Research Scientist, GT-OPSO Senior Personal

Ron Rahaman works as a Research Software Engineer, where he designs and deploys the user-facing software stacks on PACE clusters. His long-term projects include the containerization strategies and Open OnDemand deployment at PACE.  He strives to provide a software environment that is both fully-performant on advanced hardware and highly-productive for humans.
Prior to PACE, Ron worked for 6 years as a software engineer at Argonne National Laboratory.  He was a core contributor to the U.S. Department of Energy’s Exascale Computing Project, where he helped develop the multi-physics coupling interface for the ExaSMR (Exascale Small Modular Reactor) simulation toolkit.  He also taught courses in High-Performance Computing at The University of Chicago’s Masters Program for Computer Science.

Alessandro (Alex) Orso

Professor, SSE Director, PI

Dr. Orso is director of Scientific Software Engineering Center. His research is in software engineering (SE) with an emphasis on the development of techniques targeted at real-world systems. Orso served on the editorial boards of the major SE journals (TOSEM and TSE) and has been program chair or co-chair for the main SE conferences (ICSE and FSE).
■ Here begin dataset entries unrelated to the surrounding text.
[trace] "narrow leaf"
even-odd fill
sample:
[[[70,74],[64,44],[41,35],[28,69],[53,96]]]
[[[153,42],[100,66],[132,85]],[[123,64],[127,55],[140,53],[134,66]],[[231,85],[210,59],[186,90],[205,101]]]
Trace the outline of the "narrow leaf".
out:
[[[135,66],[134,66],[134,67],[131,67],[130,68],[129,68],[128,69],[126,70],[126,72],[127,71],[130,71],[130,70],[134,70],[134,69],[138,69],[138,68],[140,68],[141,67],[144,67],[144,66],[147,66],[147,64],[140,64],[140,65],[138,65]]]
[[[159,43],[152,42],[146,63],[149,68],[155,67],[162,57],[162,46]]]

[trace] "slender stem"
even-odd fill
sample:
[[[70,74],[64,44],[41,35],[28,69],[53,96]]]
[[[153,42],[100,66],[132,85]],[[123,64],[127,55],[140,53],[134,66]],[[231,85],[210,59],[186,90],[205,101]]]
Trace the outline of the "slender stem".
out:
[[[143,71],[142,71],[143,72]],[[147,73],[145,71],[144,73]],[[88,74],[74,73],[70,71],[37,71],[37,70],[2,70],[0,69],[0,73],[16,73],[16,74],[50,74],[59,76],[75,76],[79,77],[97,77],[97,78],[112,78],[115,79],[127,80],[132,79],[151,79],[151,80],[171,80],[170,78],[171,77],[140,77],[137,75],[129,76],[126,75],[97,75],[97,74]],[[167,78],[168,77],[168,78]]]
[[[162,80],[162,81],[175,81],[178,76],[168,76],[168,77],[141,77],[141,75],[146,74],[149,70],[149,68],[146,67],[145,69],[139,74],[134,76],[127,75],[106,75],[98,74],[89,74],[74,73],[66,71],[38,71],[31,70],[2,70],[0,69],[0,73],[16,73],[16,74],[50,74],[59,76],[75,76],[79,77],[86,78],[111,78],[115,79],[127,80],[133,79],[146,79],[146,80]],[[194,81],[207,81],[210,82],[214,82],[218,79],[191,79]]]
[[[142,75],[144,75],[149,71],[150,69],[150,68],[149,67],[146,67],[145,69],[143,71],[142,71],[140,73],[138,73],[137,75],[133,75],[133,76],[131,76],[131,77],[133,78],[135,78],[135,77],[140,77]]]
He has served on the Advisory Board of Reflective Corp, has been a technical consultant to DARPA, and has received funding for his research from both government agencies, such as DARPA, ONR, and NSF, and industry, such as Facebook, Fujitsu Labs, Google, IBM, and Microsoft. Orso is a Distinguished Member of the ACM and an IEEE Fellow.

Susan Wells Parham

Digital Curation Librarian

Susan Wells Parham is the Digital Curation Librarian for the Georgia Tech Library. She holds a Master of Science in Library and Information Science with a Digital Libraries Concentration from the University of Illinois and a Bachelor of Arts in English Literature from the University of Virginia. She is responsible for implementing digital library services that support the scholarly communication lifecycle – providing long-term access and preservation for digital scholarship and research. Her research interests include understanding the research practices of scholars; she served as co-PI on the IMLS funded DART Project: using data management plans as a research tool. She has served on the DMPTool Advisory Board, as Associate Editor for Research Data Access & Preservation for the ASIS&T Bulletin, and was a member of the founding Journal of Librarianship and Scholarly Communication Editorial Board. Parham co-manages digital curation initiatives.

OSPO@GT Advisory Board

David Sherrill

Regents’ Professor, IDEaS Associate Director

Dr. David Sherrill is a Regents’ Professor in the School of Chemistry and Biochemistry and the School of Computational Science and Engineering. He is Associate Director of the Institute for Data Engineering and Science (IDEaS). He is an advocate of open-source scientific software and is the lead principal investigator of the Psi4 code for quantum chemistry (https://psicode.org). He has served as chair of the Molecular Sciences Software Institute’s Science and Software Advisory Board, and has led an initiative to welcome software papers to the Journal of Chemical Physics, of which he is an Associate Editor.

Suresh Marru

Principal Research Scientist

Suresh is a Nominated Member of the Popular Open Source Governance Body, the Apache Software Foundation. He is also the vice president of the Apache Airavata project. Suresh is a Principal Research Scientist in Georgia Tech’s Institute of Data Engineering and Science (IDEaS) and is the Principal Investigator of the Cybershuttle project, where he is spearheading the creation of a seamless, secure, and highly usable scientific research continuum platform that integrates all of a scientist’s research tools and data, which may be on the scientist’s laptop, a computing cloud, or a university supercomputer.

Eric Sembrat

Director of Digital Learning Technologies

Dr. Sembrat leads software development at Georgia Tech’s Center for 21st Century Universities. His team is charged with the strategy, design, and development of educational technology software innovations. Their work partners with internal and external collaborators, such as the Digital Credentials Consortium. Eric co-leads Georgia Tech’s Educational Technology Steering Committee. Eric is a board member for HighEdWeb.